Of course, the fly in the ointment with either of these methods is that you need some data from before the experiment begins. What do you do if you don’t have users that come back frequently enough to get a good read on the data over time? Well you could only use experiment data, excluding the “pre” data, but you might get a biased sample. Increasing your sample size should help reduce that risk. However, there is another contender for king of the search analysis throne …
Enter Interleaved Testing. Interleaving is an experimental methodology where individual users are shown both variants of an algorithm by interleaving the results.

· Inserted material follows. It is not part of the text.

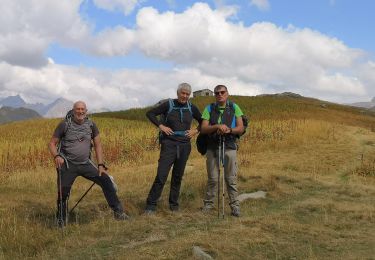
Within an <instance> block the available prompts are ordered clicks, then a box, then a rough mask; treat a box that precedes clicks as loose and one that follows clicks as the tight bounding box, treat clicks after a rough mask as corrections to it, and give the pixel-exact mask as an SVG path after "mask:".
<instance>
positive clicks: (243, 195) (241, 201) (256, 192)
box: [237, 190, 267, 202]
mask: <svg viewBox="0 0 375 260" xmlns="http://www.w3.org/2000/svg"><path fill="white" fill-rule="evenodd" d="M266 194H267V192H265V191H261V190H260V191H257V192H252V193H243V194H241V195H239V196H238V197H237V199H238V201H239V202H242V201H245V200H248V199H265V198H266Z"/></svg>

By interleaving the results, we are now showing a single user a superset of the results of A and B, then we can simply allow them to engage with the search results and measure their preference. The measurement of preference is important here because it means that there is no difference in time, task, or user bias. Each trial of the test happens in that moment, with the same user performing the same task. Because of this, statistical power goes through the roof.
There are a lot of nuances to performing good interleaved tests, which I will studiously sidestep and provide some links. https://www.cs.cornell.edu/people/tj/publications/chapelle_etal_12a.pdf
https://www.microsoft.com/en-us/research/wp-content/uploads/2016/02/fp041-schuthA.pdf
https://www.slideshare.net/o19s/the-right-path-to-making-search-relevant-taxonomy-bootcamp-london-2019?next_slideshow=1
and of course https://netflixtechblog.com/interleaving-in-online-experiments-at-netflix-a04ee392ec55
Interleaving represents probably the best approach to gathering statistically significant results quickly and with the fewest tradeoffs. However, that doesn’t mean that we can get huge data in a day or two and “ship it” — time effects such as novelty and regression to the mean still apply, so it’s important to run experiments for long enough to ensure that the results are meaningful and long-lasting.
Hopefully, this gives you some sense of the scope of A/B testing search. It’s important to think like a scientist: control your variables, develop measurable hypotheses, user the right methodology, and apply the appropriate statistic to draw valid conclusions. Once you have done so, it’s time to learn some useful lessons about your test and use that as fuel for future improvements.